A Dec. 2015 analysis of this bill by the Congressional Budget Office concluded that this legislation “would result in a less healthy population” in the individual insurance market, and “correspondingly higher average premiums.” The pain would be hardest felt in smaller states, where markets could become unstable “leading to very low to no participation by insurers and consumers.”
More recently, the CBO looked back at the Price legislation to estimate its impact on the number of Americans who would lose or go without coverage. According to that Jan. 2017 report, an additional 18 million people would likely lose or ditch their insurance within the first year of repeal. By 2026, that number would swell to 32 million — that’s 10 million more than the latest prediction for the current replacement bill being considered by the Senate.
Could A Straight Repeal Pass?
Anything is possible, and there are reportedly other hardline conservative senators who would line up to support a second chance at passing the Price bill. At the same time, with only a two-vote majority in the Senate, any bill would need strong backing by its more moderate members.
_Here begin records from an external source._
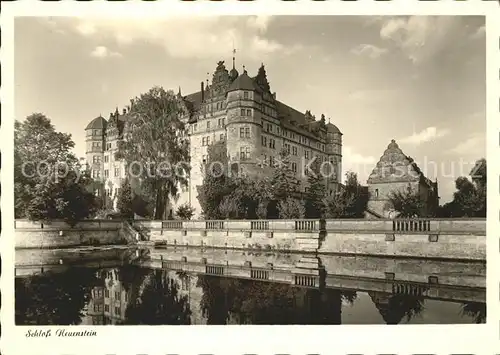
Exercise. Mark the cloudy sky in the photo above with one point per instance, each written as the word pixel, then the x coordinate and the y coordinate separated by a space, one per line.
pixel 419 80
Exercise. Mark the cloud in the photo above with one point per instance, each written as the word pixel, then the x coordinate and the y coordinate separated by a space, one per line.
pixel 369 50
pixel 427 135
pixel 479 33
pixel 103 52
pixel 202 37
pixel 259 22
pixel 420 37
pixel 475 144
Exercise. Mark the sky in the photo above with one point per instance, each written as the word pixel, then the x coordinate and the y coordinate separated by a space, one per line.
pixel 417 79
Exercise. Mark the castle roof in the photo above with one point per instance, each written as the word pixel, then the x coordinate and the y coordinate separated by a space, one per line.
pixel 244 82
pixel 330 127
pixel 97 123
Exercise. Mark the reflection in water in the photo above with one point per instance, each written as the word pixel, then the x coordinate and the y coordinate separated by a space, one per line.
pixel 137 295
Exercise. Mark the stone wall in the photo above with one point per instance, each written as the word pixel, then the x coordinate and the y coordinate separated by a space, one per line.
pixel 59 234
pixel 423 238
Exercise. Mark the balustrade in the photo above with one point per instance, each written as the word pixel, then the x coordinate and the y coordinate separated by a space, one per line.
pixel 409 225
pixel 305 225
pixel 259 225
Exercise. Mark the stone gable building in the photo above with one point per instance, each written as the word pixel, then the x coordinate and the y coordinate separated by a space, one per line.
pixel 396 171
pixel 243 112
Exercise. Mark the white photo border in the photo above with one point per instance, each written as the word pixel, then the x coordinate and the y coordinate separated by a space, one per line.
pixel 184 340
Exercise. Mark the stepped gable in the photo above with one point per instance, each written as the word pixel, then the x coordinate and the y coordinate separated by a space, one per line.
pixel 395 166
pixel 97 123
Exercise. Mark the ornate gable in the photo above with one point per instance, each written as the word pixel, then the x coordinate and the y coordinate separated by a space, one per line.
pixel 395 166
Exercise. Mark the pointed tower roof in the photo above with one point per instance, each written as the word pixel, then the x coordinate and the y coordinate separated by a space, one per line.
pixel 97 123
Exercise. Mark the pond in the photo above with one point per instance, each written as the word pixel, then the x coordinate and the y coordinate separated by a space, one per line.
pixel 145 286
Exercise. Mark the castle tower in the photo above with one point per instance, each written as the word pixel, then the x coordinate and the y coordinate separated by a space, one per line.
pixel 334 151
pixel 243 124
pixel 95 135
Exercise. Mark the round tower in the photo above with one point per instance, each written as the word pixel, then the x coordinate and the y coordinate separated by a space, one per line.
pixel 243 124
pixel 334 149
pixel 95 134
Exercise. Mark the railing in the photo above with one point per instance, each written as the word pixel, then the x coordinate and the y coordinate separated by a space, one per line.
pixel 214 225
pixel 214 270
pixel 259 274
pixel 306 225
pixel 171 224
pixel 259 225
pixel 402 225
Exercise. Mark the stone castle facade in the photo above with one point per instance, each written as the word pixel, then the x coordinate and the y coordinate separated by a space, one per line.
pixel 243 112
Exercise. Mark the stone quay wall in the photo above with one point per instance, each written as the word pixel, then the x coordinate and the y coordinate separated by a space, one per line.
pixel 58 234
pixel 462 239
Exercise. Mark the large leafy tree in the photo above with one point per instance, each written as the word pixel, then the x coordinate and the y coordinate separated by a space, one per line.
pixel 315 208
pixel 156 148
pixel 284 182
pixel 407 202
pixel 349 202
pixel 50 182
pixel 470 198
pixel 217 182
pixel 124 200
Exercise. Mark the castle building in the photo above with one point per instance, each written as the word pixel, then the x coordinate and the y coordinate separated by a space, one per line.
pixel 243 112
pixel 396 171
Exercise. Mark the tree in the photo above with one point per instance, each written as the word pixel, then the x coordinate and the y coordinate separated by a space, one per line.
pixel 407 202
pixel 291 208
pixel 156 148
pixel 160 303
pixel 124 200
pixel 50 182
pixel 185 211
pixel 284 183
pixel 349 202
pixel 315 208
pixel 230 208
pixel 470 198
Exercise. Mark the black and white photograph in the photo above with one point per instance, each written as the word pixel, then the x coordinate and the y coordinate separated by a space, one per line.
pixel 249 170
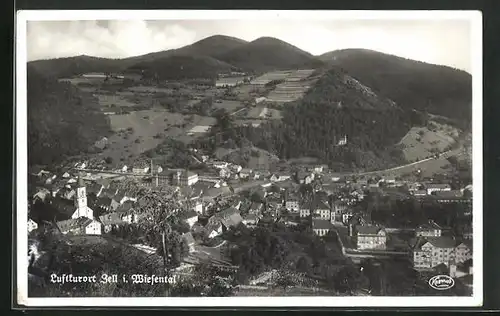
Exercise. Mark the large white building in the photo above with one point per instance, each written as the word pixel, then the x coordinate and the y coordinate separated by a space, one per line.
pixel 371 237
pixel 430 252
pixel 82 221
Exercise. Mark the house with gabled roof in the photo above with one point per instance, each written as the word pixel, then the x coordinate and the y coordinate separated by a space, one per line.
pixel 190 217
pixel 32 225
pixel 114 220
pixel 428 230
pixel 80 226
pixel 434 187
pixel 321 209
pixel 250 220
pixel 279 176
pixel 256 208
pixel 463 251
pixel 292 203
pixel 190 242
pixel 305 209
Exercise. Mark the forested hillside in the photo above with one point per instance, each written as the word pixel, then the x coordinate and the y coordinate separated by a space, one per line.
pixel 62 120
pixel 333 108
pixel 411 84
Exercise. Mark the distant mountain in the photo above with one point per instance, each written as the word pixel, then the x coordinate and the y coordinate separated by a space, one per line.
pixel 62 121
pixel 182 67
pixel 337 106
pixel 267 53
pixel 411 84
pixel 73 66
pixel 213 52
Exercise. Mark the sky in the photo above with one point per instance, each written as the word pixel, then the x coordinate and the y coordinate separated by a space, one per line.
pixel 443 42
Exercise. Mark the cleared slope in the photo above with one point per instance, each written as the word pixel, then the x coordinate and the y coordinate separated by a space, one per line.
pixel 266 53
pixel 411 84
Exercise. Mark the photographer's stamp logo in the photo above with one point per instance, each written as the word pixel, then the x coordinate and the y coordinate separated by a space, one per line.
pixel 441 282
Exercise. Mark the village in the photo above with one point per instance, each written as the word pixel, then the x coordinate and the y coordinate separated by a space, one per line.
pixel 92 200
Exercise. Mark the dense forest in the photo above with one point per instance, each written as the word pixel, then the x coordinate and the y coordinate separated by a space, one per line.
pixel 313 126
pixel 62 121
pixel 411 84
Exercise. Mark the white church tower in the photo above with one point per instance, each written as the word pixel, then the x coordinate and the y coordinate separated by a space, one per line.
pixel 82 210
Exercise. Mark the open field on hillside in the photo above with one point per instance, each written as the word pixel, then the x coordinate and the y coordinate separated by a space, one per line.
pixel 254 158
pixel 149 89
pixel 106 100
pixel 228 105
pixel 427 167
pixel 140 131
pixel 262 112
pixel 248 92
pixel 422 142
pixel 229 81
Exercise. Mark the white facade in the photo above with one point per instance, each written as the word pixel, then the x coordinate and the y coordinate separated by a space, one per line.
pixel 140 170
pixel 192 220
pixel 323 213
pixel 321 231
pixel 32 225
pixel 428 232
pixel 292 205
pixel 462 253
pixel 93 228
pixel 372 241
pixel 215 232
pixel 431 189
pixel 304 212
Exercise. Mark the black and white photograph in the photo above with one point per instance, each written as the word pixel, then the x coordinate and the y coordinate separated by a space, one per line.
pixel 249 158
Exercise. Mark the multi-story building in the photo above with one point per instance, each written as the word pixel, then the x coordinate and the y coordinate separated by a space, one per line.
pixel 432 251
pixel 371 237
pixel 32 225
pixel 292 204
pixel 321 227
pixel 435 187
pixel 339 209
pixel 305 209
pixel 463 251
pixel 321 210
pixel 185 178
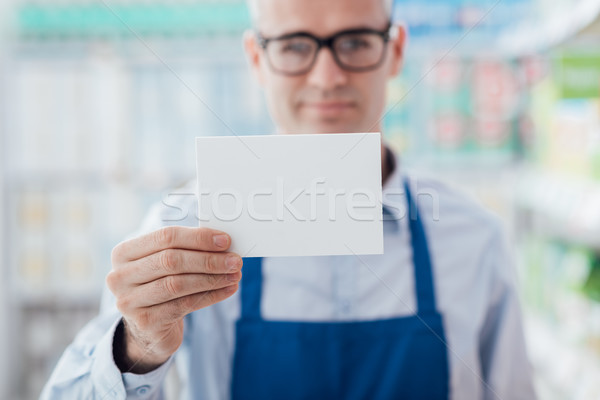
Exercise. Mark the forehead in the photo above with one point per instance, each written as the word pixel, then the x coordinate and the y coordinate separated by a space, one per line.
pixel 320 17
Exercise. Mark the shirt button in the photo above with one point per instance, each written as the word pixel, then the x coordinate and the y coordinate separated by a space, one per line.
pixel 142 390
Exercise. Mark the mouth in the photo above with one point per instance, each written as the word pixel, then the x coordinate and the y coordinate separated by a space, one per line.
pixel 329 107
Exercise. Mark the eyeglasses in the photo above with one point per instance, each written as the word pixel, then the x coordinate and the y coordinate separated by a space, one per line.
pixel 354 50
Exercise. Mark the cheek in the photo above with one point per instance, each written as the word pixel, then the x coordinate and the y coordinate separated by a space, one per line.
pixel 373 96
pixel 281 93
When the Senate voted on the Price bill in 2015, two Republicans — Sen. Mark Kirk (IL) and Sen. Susan Collins of Maine — voted against the measure, with no Democrats crossing party lines to vote yes. Kirk is no longer in the Senate, but there are other moderates who may have trouble selling their constituents on a full repeal.
Remember that the 2015 legislation — one of many repeal bills introduced since 2010 — was passed by Congress knowing full well that it would be vetoed by the White House and that it likely didn’t have the votes to override that veto. In fact, the House vote to override fell far short of the two-thirds majority needed.
If the Senate did decide to move forward with a strict repeal-only plan, knowing this time that there’s a very good chance the President would sign it, if all GOP lawmakers would feel comfortable passing a legislation that could leave so many Americans without insurance.